So, you know, the first set is huge in this type of weather.

Q. Any other shots in particular or parts of your game that may have won you some points specifically?
MARDY FISH: I mean, I think I was pretty solid throughout from the baseline, much more aggressive than with my first round. I thought I played better than my first round, as well. I think my legs won me a few points in the end of that first set.
You know, I felt -- physically I felt great throughout the match, and I knew he was sort of struggling there a little bit, I could tell.

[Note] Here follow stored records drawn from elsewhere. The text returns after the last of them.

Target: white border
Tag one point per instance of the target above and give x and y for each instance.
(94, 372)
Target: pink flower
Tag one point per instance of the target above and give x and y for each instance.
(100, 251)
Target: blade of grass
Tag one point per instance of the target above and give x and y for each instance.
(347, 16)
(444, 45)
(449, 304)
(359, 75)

Q. You made the quarters here a couple years ago. Is there a sense of house money? You seem so relaxed in the big spots as you were today.
MARDY FISH: Um, I mean, this is a scenario playing, you know, these first few rounds in a tournament, in this tournament, that I'm not used to much. There's a lot of people that have talked about my summer and how well I've played. To be honest, I felt like I've been the underdog most matches in my career.
This is the spot that I want to be in. You know, you want to be the favorite and winning a lot, so I think my summer that is changed a lot of that.
But I have played well here the past couple times that I've come. So, you know, I've got a really good opportunity, you know, from the 12-month calendar year from Newport, you know, sort of the start of Newport -- or I feel like that was the beginning of, you know, maybe a 12-month run that I can try to get myself into the top 10.
I have a really good opportunity. I didn't play -- obviously I didn't play at all last year. Still have four or five zero pointers on my ranking that will come off. I'm excited.

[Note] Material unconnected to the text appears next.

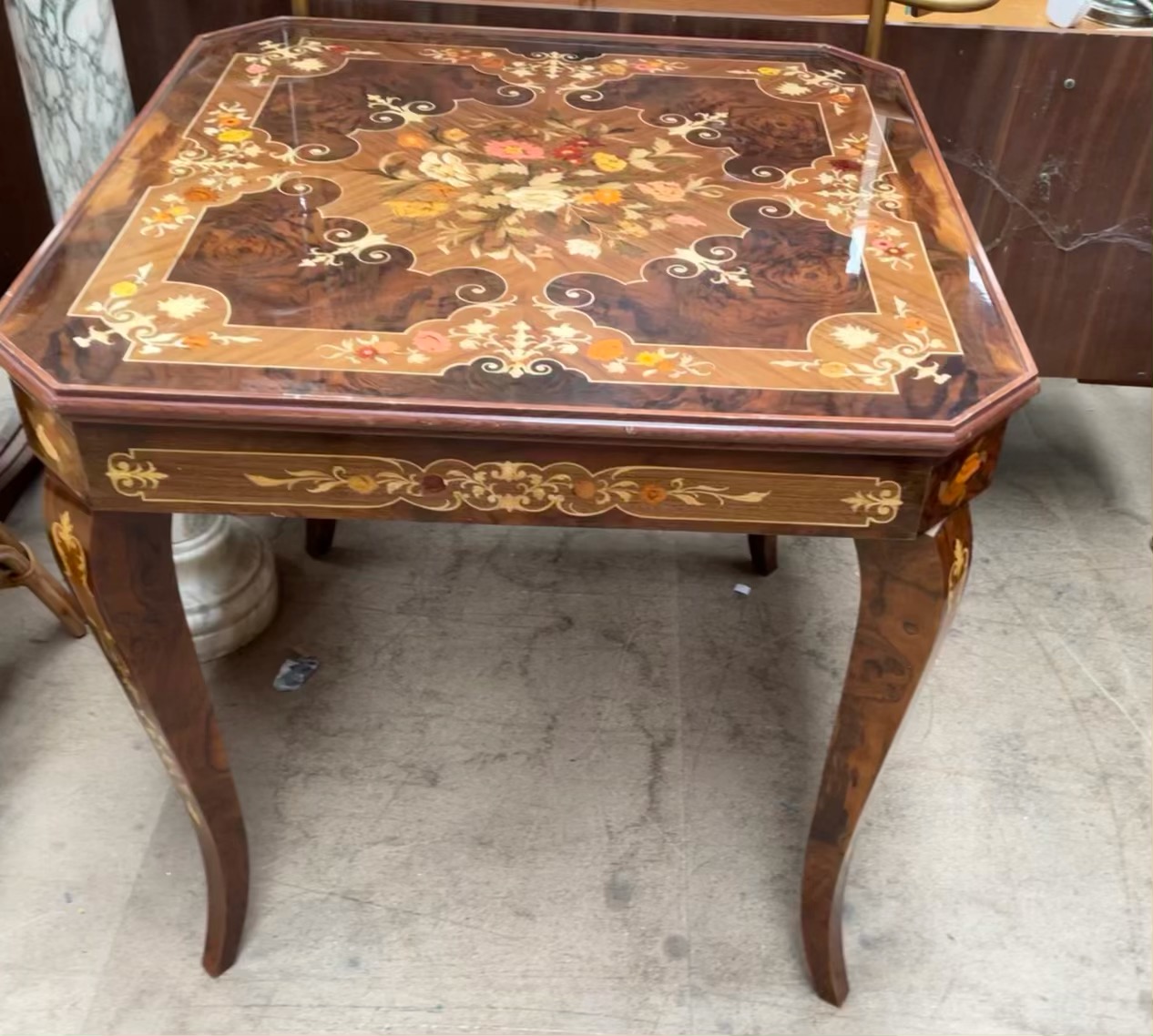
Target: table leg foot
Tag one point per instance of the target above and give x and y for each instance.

Q. It just seems weird. This is your 10th US Open, and to find yourself in that spot 10 years out.
MARDY FISH: Yeah, I mean, and I've come in a couple times having played well in the weeks prior to the Open, 2003 and 2004. I played well in Cincinnati in 2003. I was 21 years old at the time, so people, you know, talked a lot about me then.
Then 2004 after the Olympics, people talked a lot there. I didn't handle it well. I learned from it, obviously. I've learned from even my first-round match here to, you know, like you said, just be a little more loose, have a little more fun, and enjoy the spot that you're in.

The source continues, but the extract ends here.